I set up the game and we have a good time, I think. After it finishes. We start talking, and apparently my DH doesn't think that it really wasn't that fun cause it was "just like a couple of friends playing not husband and wife". HUH? I ask what does he mean. Well, apparently I got too competative for him. NO inuendos going back and forth. I have been to0 "ME", I have been putting me first instead of family. A whole lot comes out of that simple question. NO such thing as a simple question. I finally get it. I haven't been "asking permission" to do things. I have been telling him-I am getting my hair cut. I am ----. fill in the blank. I don't talk over every little thing with him and he takes that to mean that I am putting myself first. I told him that I have to take care of myself. I have to keep myself healthy in order to deal with everything. He asks why I don't rely on him to "take care of you since that was part of the vows". I ask him where-he says - the for better or worse. I said that doesn't mean I don't take care of myself first- then get help if I need it. (I had an lightbulb moment then but didn't tell him-I TAKE CARE OF MYSELF AND GET HELP WHEN I NEED IT) He doesn't like this because it means I am able to do without him. I don't need him to survive. The dynamics of our relationship are changing and he is scared. He also mentioned that he feels that he only gets me only 10% of the time we are home. That I am too busy with other things. So I asked him describe his perfect evening. He says he can't because he would need to "put you first." Catch 22-not falling for it. Not this time. From the reading on the BPD board, this is a hook. This is the "I am only doing it for you" Yeah right. 31 years later I think I have learned.

Now to keep it going. It isn't going to be easy. He mentioned divorce. He asked why I don't "trust me to make the decisions." I told him because my wishes and thoughts have been brushed aside too often. I have to stand up for myself now. He asked for concrete examples. The first one I brought up happened when my kids were in grade school and I got real sick-I was hot then cold on the couch-3 afghans and all he could say was "you can't be that cold." He went to work, Teri was going to take the kids as a treat, she wasn't feeling well and was going to cancel, I asked her to take them so I could get rest. She said that if I was that sick, she was taking me to the ER. I had pnemonia.(sp?) "Oh your bringing up something that far back!" was the response. OK, how about when we were looking at houses and I specificly said that we didn't want laundry in the basement, when we looked at the house everyone saw every nook of the basement except for me and I was told by you,"You don't need to see that part honey, its a good closet. I like this house." When I brought up the laundry area, you said it was a good place-in the basement! (that was 11 years ago this month) I didn't bring up the other times. But there are alot of times when the 'taking care of' didn't work. At least 1 other time I ended up in the hospital in life/death situation that could've been avoided if he had listened to me. But I wasn't sick enough according to what he saw. So yeah, a little of the trust in his judgement is gone.

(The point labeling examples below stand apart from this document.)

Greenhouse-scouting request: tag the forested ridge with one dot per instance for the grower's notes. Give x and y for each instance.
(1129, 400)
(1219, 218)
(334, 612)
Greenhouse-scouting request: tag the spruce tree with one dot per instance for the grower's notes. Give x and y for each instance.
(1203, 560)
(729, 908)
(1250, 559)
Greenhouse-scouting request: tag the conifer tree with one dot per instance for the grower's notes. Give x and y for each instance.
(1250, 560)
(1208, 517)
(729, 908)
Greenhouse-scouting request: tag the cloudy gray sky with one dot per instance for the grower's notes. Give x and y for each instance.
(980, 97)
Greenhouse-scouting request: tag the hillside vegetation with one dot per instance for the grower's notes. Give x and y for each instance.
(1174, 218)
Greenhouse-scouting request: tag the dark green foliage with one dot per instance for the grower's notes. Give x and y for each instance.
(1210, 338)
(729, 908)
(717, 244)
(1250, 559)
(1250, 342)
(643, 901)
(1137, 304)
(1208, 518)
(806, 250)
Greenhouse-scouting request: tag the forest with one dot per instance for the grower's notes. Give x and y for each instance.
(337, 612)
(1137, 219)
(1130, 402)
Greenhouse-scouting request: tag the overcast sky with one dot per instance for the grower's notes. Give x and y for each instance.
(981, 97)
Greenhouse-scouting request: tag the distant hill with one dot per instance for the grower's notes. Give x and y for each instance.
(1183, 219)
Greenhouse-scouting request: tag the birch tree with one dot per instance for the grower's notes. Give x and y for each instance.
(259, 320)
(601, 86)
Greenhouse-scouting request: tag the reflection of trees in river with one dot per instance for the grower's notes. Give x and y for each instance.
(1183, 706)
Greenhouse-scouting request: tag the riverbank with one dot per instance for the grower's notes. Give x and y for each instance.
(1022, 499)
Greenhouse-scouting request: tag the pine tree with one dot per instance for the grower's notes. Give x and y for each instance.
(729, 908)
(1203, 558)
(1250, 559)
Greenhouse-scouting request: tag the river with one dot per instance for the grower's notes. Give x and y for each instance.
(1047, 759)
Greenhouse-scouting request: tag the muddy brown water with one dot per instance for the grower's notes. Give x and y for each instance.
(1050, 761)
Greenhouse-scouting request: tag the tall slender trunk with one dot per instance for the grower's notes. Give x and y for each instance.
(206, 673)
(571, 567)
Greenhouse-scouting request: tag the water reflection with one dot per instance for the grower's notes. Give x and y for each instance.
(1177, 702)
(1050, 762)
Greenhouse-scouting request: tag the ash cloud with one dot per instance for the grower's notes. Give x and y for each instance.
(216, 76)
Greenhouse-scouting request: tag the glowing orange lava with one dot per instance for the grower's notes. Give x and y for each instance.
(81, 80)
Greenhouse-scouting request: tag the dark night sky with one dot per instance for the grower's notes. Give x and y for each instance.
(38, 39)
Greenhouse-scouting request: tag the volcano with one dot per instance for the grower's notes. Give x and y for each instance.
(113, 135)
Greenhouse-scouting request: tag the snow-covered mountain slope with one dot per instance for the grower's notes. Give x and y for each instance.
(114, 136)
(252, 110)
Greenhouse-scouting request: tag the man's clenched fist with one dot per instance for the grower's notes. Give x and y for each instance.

I know that he is scared. He wants to hold on tight. I tried to tell him that the tighter he grabs the more he loses. That being married doesn't mean that each partner stops being an individual. He doesn't see it that way because according to him "I don't want to go back into the cacoon." He never was truly a free individual. And there is the problem-I had found my individuality. hard won, but, I had found it and I am digging it back out to the light. But as I do so, I have to be careful-he needs to find his and I need to help him.